While fund managers are offering up everything from declining short interest to super-sized rate hikes as evidence that markets will soon bottom, their investors seem less than convinced. Australian domiciled managed equity funds suffered $253 million of outflows in June, according to the latest Calastone Fund Flow Index (FFI), while some $2.05 billion was ripped out of all asset classes in Q2 – the worst quarterly figure since the inception of the FFI in 2019.
“Signs of optimism are scarce as the global bear market shreds investor sentiment. June was the first time we have seen investors withdraw capital from every equity category (except Australian) and every asset class,” said Teresa Walker, managing director of Calastone in Australia and New Zealand.
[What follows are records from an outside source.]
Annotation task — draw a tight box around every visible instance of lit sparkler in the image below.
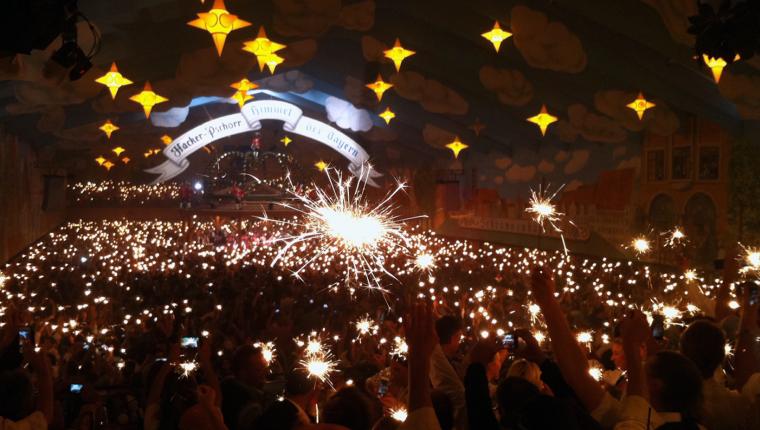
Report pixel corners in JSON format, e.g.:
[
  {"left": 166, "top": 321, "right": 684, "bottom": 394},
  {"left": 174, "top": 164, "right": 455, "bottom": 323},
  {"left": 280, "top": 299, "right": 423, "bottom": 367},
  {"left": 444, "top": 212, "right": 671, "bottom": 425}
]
[
  {"left": 300, "top": 352, "right": 338, "bottom": 386},
  {"left": 178, "top": 361, "right": 198, "bottom": 377},
  {"left": 254, "top": 341, "right": 276, "bottom": 365},
  {"left": 414, "top": 253, "right": 436, "bottom": 271},
  {"left": 631, "top": 236, "right": 651, "bottom": 255},
  {"left": 664, "top": 227, "right": 687, "bottom": 247},
  {"left": 741, "top": 245, "right": 760, "bottom": 274},
  {"left": 355, "top": 315, "right": 379, "bottom": 337},
  {"left": 389, "top": 407, "right": 408, "bottom": 422},
  {"left": 526, "top": 184, "right": 571, "bottom": 255},
  {"left": 265, "top": 166, "right": 423, "bottom": 290}
]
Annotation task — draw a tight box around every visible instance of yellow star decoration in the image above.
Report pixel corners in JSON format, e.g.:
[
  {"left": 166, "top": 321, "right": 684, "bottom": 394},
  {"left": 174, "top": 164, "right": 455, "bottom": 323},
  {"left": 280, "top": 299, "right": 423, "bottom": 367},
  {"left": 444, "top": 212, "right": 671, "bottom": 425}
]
[
  {"left": 130, "top": 82, "right": 169, "bottom": 119},
  {"left": 482, "top": 21, "right": 512, "bottom": 52},
  {"left": 231, "top": 90, "right": 254, "bottom": 108},
  {"left": 230, "top": 78, "right": 259, "bottom": 93},
  {"left": 315, "top": 161, "right": 329, "bottom": 172},
  {"left": 161, "top": 135, "right": 173, "bottom": 145},
  {"left": 702, "top": 55, "right": 728, "bottom": 83},
  {"left": 526, "top": 104, "right": 558, "bottom": 136},
  {"left": 626, "top": 92, "right": 656, "bottom": 120},
  {"left": 121, "top": 157, "right": 130, "bottom": 164},
  {"left": 95, "top": 156, "right": 106, "bottom": 166},
  {"left": 103, "top": 160, "right": 115, "bottom": 171},
  {"left": 242, "top": 27, "right": 287, "bottom": 74},
  {"left": 379, "top": 107, "right": 396, "bottom": 124},
  {"left": 99, "top": 120, "right": 119, "bottom": 139},
  {"left": 187, "top": 0, "right": 251, "bottom": 56},
  {"left": 95, "top": 62, "right": 133, "bottom": 99},
  {"left": 112, "top": 147, "right": 126, "bottom": 157},
  {"left": 445, "top": 136, "right": 469, "bottom": 159},
  {"left": 366, "top": 74, "right": 393, "bottom": 102},
  {"left": 280, "top": 136, "right": 292, "bottom": 147},
  {"left": 383, "top": 38, "right": 415, "bottom": 72}
]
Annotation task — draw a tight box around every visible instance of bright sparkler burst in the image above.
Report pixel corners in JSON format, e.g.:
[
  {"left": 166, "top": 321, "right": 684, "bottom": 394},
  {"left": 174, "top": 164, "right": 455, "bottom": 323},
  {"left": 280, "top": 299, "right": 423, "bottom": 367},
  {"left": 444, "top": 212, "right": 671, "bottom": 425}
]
[
  {"left": 389, "top": 407, "right": 408, "bottom": 422},
  {"left": 266, "top": 166, "right": 422, "bottom": 290},
  {"left": 254, "top": 341, "right": 276, "bottom": 365},
  {"left": 742, "top": 245, "right": 760, "bottom": 274},
  {"left": 665, "top": 227, "right": 687, "bottom": 247},
  {"left": 414, "top": 253, "right": 436, "bottom": 271},
  {"left": 631, "top": 236, "right": 651, "bottom": 255},
  {"left": 300, "top": 351, "right": 338, "bottom": 386},
  {"left": 526, "top": 184, "right": 572, "bottom": 255},
  {"left": 178, "top": 361, "right": 198, "bottom": 377},
  {"left": 355, "top": 315, "right": 379, "bottom": 337}
]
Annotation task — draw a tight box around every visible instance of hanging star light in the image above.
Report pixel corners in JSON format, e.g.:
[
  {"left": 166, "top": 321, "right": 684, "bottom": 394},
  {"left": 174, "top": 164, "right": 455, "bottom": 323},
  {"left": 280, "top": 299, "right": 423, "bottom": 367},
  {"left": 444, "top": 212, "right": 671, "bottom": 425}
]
[
  {"left": 99, "top": 120, "right": 119, "bottom": 139},
  {"left": 121, "top": 157, "right": 130, "bottom": 164},
  {"left": 702, "top": 55, "right": 727, "bottom": 83},
  {"left": 129, "top": 82, "right": 168, "bottom": 119},
  {"left": 526, "top": 105, "right": 558, "bottom": 136},
  {"left": 161, "top": 135, "right": 173, "bottom": 145},
  {"left": 242, "top": 27, "right": 287, "bottom": 73},
  {"left": 626, "top": 92, "right": 656, "bottom": 120},
  {"left": 230, "top": 90, "right": 253, "bottom": 108},
  {"left": 95, "top": 63, "right": 133, "bottom": 99},
  {"left": 445, "top": 136, "right": 469, "bottom": 159},
  {"left": 481, "top": 21, "right": 512, "bottom": 52},
  {"left": 230, "top": 78, "right": 259, "bottom": 93},
  {"left": 280, "top": 136, "right": 292, "bottom": 147},
  {"left": 383, "top": 38, "right": 415, "bottom": 71},
  {"left": 366, "top": 74, "right": 393, "bottom": 102},
  {"left": 379, "top": 107, "right": 395, "bottom": 124},
  {"left": 103, "top": 160, "right": 115, "bottom": 171},
  {"left": 112, "top": 147, "right": 126, "bottom": 157},
  {"left": 315, "top": 161, "right": 329, "bottom": 172},
  {"left": 95, "top": 156, "right": 106, "bottom": 166},
  {"left": 187, "top": 0, "right": 251, "bottom": 56}
]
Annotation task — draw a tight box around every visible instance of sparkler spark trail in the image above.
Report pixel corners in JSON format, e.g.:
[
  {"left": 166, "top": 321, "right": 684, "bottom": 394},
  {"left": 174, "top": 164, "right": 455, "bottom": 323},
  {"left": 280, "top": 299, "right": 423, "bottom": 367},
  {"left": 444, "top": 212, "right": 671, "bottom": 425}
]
[
  {"left": 526, "top": 184, "right": 572, "bottom": 255},
  {"left": 299, "top": 351, "right": 338, "bottom": 386},
  {"left": 254, "top": 341, "right": 276, "bottom": 365},
  {"left": 741, "top": 245, "right": 760, "bottom": 274},
  {"left": 265, "top": 166, "right": 423, "bottom": 290},
  {"left": 355, "top": 315, "right": 378, "bottom": 337},
  {"left": 631, "top": 236, "right": 651, "bottom": 255},
  {"left": 664, "top": 227, "right": 687, "bottom": 247}
]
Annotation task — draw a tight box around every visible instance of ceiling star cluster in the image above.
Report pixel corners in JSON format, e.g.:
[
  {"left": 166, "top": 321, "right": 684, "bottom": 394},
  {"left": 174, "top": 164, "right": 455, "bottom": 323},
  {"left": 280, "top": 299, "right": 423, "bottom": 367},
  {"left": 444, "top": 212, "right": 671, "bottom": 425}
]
[
  {"left": 242, "top": 27, "right": 287, "bottom": 74},
  {"left": 187, "top": 0, "right": 251, "bottom": 56}
]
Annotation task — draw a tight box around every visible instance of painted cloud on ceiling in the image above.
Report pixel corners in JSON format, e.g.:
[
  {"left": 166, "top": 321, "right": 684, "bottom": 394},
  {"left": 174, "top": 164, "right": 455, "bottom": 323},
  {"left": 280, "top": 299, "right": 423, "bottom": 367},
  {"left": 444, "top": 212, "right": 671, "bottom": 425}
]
[
  {"left": 556, "top": 104, "right": 627, "bottom": 144},
  {"left": 390, "top": 71, "right": 469, "bottom": 115},
  {"left": 594, "top": 90, "right": 680, "bottom": 136},
  {"left": 325, "top": 96, "right": 373, "bottom": 132},
  {"left": 510, "top": 5, "right": 587, "bottom": 73},
  {"left": 479, "top": 66, "right": 533, "bottom": 106},
  {"left": 273, "top": 0, "right": 374, "bottom": 37},
  {"left": 259, "top": 71, "right": 315, "bottom": 93}
]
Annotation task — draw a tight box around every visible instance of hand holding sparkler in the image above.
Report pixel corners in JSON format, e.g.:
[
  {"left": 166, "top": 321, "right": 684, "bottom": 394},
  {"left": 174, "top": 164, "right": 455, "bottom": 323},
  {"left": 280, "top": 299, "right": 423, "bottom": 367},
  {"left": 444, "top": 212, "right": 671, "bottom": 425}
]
[{"left": 512, "top": 329, "right": 547, "bottom": 364}]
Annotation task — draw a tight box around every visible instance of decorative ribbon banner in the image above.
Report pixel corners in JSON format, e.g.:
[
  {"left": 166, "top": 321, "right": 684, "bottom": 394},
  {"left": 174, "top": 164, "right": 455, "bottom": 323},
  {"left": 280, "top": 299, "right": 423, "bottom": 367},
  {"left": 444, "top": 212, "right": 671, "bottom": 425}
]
[{"left": 146, "top": 100, "right": 382, "bottom": 186}]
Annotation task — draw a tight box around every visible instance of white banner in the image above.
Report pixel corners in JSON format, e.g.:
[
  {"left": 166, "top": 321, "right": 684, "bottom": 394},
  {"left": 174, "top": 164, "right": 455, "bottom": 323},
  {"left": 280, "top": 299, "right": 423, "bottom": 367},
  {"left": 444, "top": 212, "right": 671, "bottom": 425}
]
[{"left": 146, "top": 100, "right": 381, "bottom": 186}]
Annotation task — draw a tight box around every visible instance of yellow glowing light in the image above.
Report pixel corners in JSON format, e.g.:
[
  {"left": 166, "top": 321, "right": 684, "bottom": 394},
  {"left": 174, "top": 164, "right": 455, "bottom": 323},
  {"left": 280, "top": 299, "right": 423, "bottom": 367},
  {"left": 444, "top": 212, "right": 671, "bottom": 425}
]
[
  {"left": 631, "top": 237, "right": 651, "bottom": 255},
  {"left": 231, "top": 90, "right": 253, "bottom": 108},
  {"left": 527, "top": 104, "right": 557, "bottom": 136},
  {"left": 99, "top": 120, "right": 119, "bottom": 139},
  {"left": 95, "top": 62, "right": 133, "bottom": 99},
  {"left": 379, "top": 107, "right": 396, "bottom": 124},
  {"left": 383, "top": 38, "right": 415, "bottom": 72},
  {"left": 684, "top": 269, "right": 697, "bottom": 282},
  {"left": 389, "top": 407, "right": 408, "bottom": 422},
  {"left": 415, "top": 253, "right": 436, "bottom": 270},
  {"left": 230, "top": 78, "right": 259, "bottom": 93},
  {"left": 280, "top": 136, "right": 292, "bottom": 147},
  {"left": 129, "top": 82, "right": 168, "bottom": 119},
  {"left": 161, "top": 135, "right": 173, "bottom": 145},
  {"left": 242, "top": 27, "right": 287, "bottom": 73},
  {"left": 626, "top": 92, "right": 655, "bottom": 120},
  {"left": 103, "top": 160, "right": 115, "bottom": 171},
  {"left": 187, "top": 0, "right": 251, "bottom": 56},
  {"left": 112, "top": 146, "right": 126, "bottom": 157},
  {"left": 482, "top": 21, "right": 512, "bottom": 52},
  {"left": 121, "top": 157, "right": 130, "bottom": 164},
  {"left": 445, "top": 136, "right": 469, "bottom": 159},
  {"left": 95, "top": 156, "right": 106, "bottom": 166},
  {"left": 366, "top": 74, "right": 393, "bottom": 102},
  {"left": 702, "top": 55, "right": 727, "bottom": 83},
  {"left": 315, "top": 161, "right": 329, "bottom": 172}
]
But while Australian equities actually saw net inflows in June totalling $36 million, supported by the sector mix of the ASX, that comprises only one tenth of their average monthly inflow over the last two years.
“The relative resilience of Australian equities reflects the commodity and banking bias on the market. The Australian stock market is one of the highest yielding in the world and that has proven a big draw in times of rising inflation and interest rates,” Walker said.
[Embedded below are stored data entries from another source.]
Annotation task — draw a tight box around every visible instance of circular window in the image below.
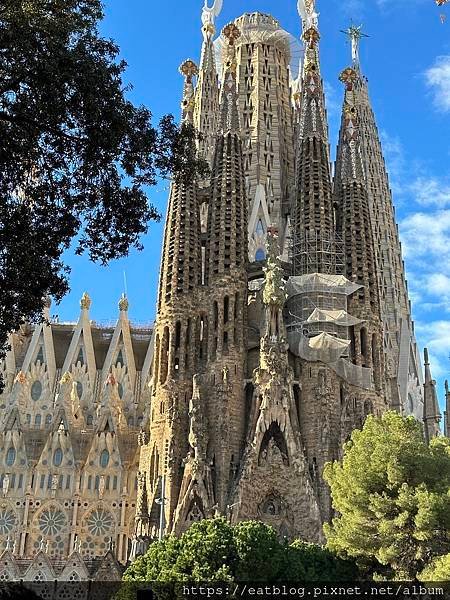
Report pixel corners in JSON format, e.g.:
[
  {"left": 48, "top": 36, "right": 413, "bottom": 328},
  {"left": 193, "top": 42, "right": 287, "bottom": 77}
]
[
  {"left": 0, "top": 509, "right": 16, "bottom": 535},
  {"left": 86, "top": 509, "right": 113, "bottom": 536},
  {"left": 38, "top": 508, "right": 66, "bottom": 536},
  {"left": 262, "top": 496, "right": 281, "bottom": 516},
  {"left": 53, "top": 448, "right": 63, "bottom": 467},
  {"left": 76, "top": 381, "right": 83, "bottom": 399},
  {"left": 5, "top": 447, "right": 16, "bottom": 467},
  {"left": 100, "top": 450, "right": 110, "bottom": 468},
  {"left": 31, "top": 381, "right": 43, "bottom": 401}
]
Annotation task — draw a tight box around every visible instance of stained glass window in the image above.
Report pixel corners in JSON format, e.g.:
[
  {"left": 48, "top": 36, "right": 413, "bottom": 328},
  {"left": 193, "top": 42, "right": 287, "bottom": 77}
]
[
  {"left": 38, "top": 508, "right": 66, "bottom": 536},
  {"left": 31, "top": 381, "right": 42, "bottom": 401},
  {"left": 86, "top": 509, "right": 113, "bottom": 536},
  {"left": 53, "top": 448, "right": 63, "bottom": 467},
  {"left": 100, "top": 450, "right": 110, "bottom": 468},
  {"left": 0, "top": 509, "right": 16, "bottom": 534},
  {"left": 6, "top": 447, "right": 16, "bottom": 466}
]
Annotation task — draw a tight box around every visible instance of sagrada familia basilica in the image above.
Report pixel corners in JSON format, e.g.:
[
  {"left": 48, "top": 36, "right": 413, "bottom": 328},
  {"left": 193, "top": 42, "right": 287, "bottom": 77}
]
[{"left": 0, "top": 0, "right": 448, "bottom": 583}]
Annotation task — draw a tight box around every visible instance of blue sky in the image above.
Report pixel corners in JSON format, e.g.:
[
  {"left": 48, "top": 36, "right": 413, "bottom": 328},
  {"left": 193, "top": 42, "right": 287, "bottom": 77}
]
[{"left": 56, "top": 0, "right": 450, "bottom": 410}]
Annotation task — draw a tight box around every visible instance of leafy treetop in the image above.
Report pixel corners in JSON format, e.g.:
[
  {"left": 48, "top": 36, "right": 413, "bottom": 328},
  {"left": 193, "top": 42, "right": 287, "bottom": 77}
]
[
  {"left": 324, "top": 411, "right": 450, "bottom": 580},
  {"left": 0, "top": 0, "right": 208, "bottom": 388}
]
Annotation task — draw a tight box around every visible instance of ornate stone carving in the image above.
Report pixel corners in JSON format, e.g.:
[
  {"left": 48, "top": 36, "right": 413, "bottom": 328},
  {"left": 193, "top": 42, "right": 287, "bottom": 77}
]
[
  {"left": 188, "top": 376, "right": 208, "bottom": 462},
  {"left": 80, "top": 292, "right": 91, "bottom": 311}
]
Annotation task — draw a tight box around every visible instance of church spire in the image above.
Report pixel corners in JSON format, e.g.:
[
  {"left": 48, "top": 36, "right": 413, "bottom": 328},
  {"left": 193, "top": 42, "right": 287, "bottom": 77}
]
[
  {"left": 444, "top": 380, "right": 450, "bottom": 438},
  {"left": 194, "top": 1, "right": 221, "bottom": 165},
  {"left": 205, "top": 22, "right": 247, "bottom": 282},
  {"left": 336, "top": 27, "right": 423, "bottom": 412},
  {"left": 335, "top": 66, "right": 380, "bottom": 319},
  {"left": 180, "top": 60, "right": 198, "bottom": 124},
  {"left": 292, "top": 0, "right": 337, "bottom": 275},
  {"left": 423, "top": 348, "right": 442, "bottom": 443},
  {"left": 157, "top": 63, "right": 203, "bottom": 312}
]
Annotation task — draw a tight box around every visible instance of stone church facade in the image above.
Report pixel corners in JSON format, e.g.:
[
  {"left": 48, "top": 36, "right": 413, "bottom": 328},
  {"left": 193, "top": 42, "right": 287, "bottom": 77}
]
[{"left": 0, "top": 0, "right": 447, "bottom": 583}]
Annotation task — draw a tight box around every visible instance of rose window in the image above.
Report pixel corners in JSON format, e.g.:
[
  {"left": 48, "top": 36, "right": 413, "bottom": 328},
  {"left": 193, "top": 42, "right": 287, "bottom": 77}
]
[
  {"left": 0, "top": 509, "right": 16, "bottom": 535},
  {"left": 86, "top": 509, "right": 113, "bottom": 536},
  {"left": 38, "top": 508, "right": 66, "bottom": 536}
]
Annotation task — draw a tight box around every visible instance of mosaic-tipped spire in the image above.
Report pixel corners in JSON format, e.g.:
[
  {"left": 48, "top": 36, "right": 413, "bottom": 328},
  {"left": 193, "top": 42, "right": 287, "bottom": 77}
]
[
  {"left": 80, "top": 292, "right": 91, "bottom": 311},
  {"left": 334, "top": 67, "right": 380, "bottom": 321},
  {"left": 423, "top": 348, "right": 442, "bottom": 443},
  {"left": 195, "top": 2, "right": 220, "bottom": 167},
  {"left": 292, "top": 0, "right": 336, "bottom": 275},
  {"left": 337, "top": 67, "right": 366, "bottom": 181},
  {"left": 179, "top": 59, "right": 199, "bottom": 124},
  {"left": 156, "top": 66, "right": 203, "bottom": 311},
  {"left": 118, "top": 293, "right": 129, "bottom": 312},
  {"left": 205, "top": 22, "right": 247, "bottom": 282},
  {"left": 219, "top": 23, "right": 241, "bottom": 134},
  {"left": 335, "top": 31, "right": 423, "bottom": 413}
]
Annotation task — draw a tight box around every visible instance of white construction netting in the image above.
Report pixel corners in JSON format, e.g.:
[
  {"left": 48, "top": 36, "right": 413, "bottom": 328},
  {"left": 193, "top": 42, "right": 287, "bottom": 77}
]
[
  {"left": 286, "top": 273, "right": 363, "bottom": 297},
  {"left": 306, "top": 309, "right": 364, "bottom": 327},
  {"left": 288, "top": 330, "right": 374, "bottom": 390},
  {"left": 289, "top": 331, "right": 350, "bottom": 363}
]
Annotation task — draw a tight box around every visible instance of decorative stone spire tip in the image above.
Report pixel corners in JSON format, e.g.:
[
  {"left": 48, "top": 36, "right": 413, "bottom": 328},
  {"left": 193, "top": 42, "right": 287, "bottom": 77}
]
[
  {"left": 80, "top": 292, "right": 91, "bottom": 311},
  {"left": 119, "top": 293, "right": 129, "bottom": 312}
]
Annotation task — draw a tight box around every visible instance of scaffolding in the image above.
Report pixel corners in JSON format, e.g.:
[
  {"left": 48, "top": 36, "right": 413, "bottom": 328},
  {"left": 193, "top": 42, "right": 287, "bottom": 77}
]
[
  {"left": 284, "top": 273, "right": 374, "bottom": 390},
  {"left": 290, "top": 229, "right": 345, "bottom": 277}
]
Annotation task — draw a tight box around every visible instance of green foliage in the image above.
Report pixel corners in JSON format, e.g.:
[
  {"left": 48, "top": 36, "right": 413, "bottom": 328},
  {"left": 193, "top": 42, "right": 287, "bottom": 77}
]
[
  {"left": 123, "top": 518, "right": 359, "bottom": 587},
  {"left": 233, "top": 520, "right": 284, "bottom": 582},
  {"left": 281, "top": 541, "right": 360, "bottom": 582},
  {"left": 0, "top": 0, "right": 208, "bottom": 387},
  {"left": 324, "top": 411, "right": 450, "bottom": 579},
  {"left": 419, "top": 553, "right": 450, "bottom": 581}
]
“Nevertheless, even appetite for Australian equity funds waned substantially in May and June. As fears of a global recession have grown, equities everywhere have seen a further convulsion of risk aversion. Commodity prices have fallen sharply too and that takes the shine off the Australian market even for domestic investors.”
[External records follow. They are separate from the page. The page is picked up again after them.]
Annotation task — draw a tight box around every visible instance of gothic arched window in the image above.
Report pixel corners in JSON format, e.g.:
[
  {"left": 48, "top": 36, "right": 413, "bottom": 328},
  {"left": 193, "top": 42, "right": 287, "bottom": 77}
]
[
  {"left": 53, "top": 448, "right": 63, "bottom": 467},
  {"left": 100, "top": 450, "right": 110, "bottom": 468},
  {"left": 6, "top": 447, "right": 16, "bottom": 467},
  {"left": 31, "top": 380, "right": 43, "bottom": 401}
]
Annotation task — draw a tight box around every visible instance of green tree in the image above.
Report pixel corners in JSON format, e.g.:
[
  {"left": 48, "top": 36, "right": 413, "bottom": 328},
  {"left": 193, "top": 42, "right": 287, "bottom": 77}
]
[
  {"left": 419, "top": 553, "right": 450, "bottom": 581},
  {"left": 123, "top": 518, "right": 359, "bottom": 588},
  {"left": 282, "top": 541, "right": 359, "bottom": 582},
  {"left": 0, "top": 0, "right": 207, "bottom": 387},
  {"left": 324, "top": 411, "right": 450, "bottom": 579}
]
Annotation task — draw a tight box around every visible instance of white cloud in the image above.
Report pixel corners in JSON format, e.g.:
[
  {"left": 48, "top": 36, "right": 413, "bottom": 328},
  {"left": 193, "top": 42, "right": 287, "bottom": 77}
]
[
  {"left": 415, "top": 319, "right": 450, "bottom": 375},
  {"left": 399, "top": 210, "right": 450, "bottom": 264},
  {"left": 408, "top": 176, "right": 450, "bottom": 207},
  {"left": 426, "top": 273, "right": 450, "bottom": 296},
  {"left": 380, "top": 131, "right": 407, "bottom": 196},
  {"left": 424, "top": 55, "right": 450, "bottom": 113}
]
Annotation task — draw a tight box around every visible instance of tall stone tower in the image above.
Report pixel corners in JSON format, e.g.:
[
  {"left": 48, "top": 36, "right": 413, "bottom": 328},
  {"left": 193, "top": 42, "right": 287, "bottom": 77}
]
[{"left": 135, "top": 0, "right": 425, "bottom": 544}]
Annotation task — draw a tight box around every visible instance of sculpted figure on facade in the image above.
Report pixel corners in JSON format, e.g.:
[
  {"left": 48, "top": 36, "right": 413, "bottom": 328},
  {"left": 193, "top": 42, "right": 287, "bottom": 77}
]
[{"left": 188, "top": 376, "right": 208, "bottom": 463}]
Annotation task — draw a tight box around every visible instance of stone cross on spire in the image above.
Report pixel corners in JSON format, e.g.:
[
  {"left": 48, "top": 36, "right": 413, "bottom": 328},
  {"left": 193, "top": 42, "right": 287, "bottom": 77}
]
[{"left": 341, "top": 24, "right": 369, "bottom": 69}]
Global funds bore the brunt of the selling, with outflows of $120 million, while the phenomenon is also touching specialist sector funds focusing mainly on infrastructures assets – assets that are supposed to be inured to inflation – were also hit hard.
“Outflows from infrastructure funds and property are harder to explain,” Walker said. “Infrastructure investments often come with inflation protection built into long-term contracts, making them attractive in today’s environment. Property is an asset-backed income investment that also has some defensive characteristics. Property is, of course, not immune.
“Capital values are sensitive to rising interest rates and a severe recession would inevitably lead to stress among tenants in more cyclically exposed segments like retail or offices, in contrast to more stable segments like healthcare.”
Fixed income funds are also particularly out of favour. June marked the first time since the FFI’s inception that investors withdrew capital from fixed income funds for four consecutive months, totalling $1.52 billion in net outflows in the second quarter – $984 million of which was pulled in June alone. The outflows were driven by a sharp increase in selling activity (rather than a “buyer’s strike”) as investors “actively fled the asset class.”
“June’s outflow from fixed income funds was second only to March 2020, when bond markets globally convulsed as lockdowns descended worldwide,” Walker said. “Central banks rode instantly to the rescue by pumping huge quantities of liquidity into the system.”
“No such help is available today. Indeed, central banks, including the RBA, are tightening policy rapidly in a belated attempt to squeeze out inflation, deliberately leaving bond markets to transmit tighter policy through the economy.”
The phenomenon is playing out globally, with European, Asian and UK investors also turning negative on fixed income – particularly on higher risk categories of bonds like high yield sovereign or corporate bonds.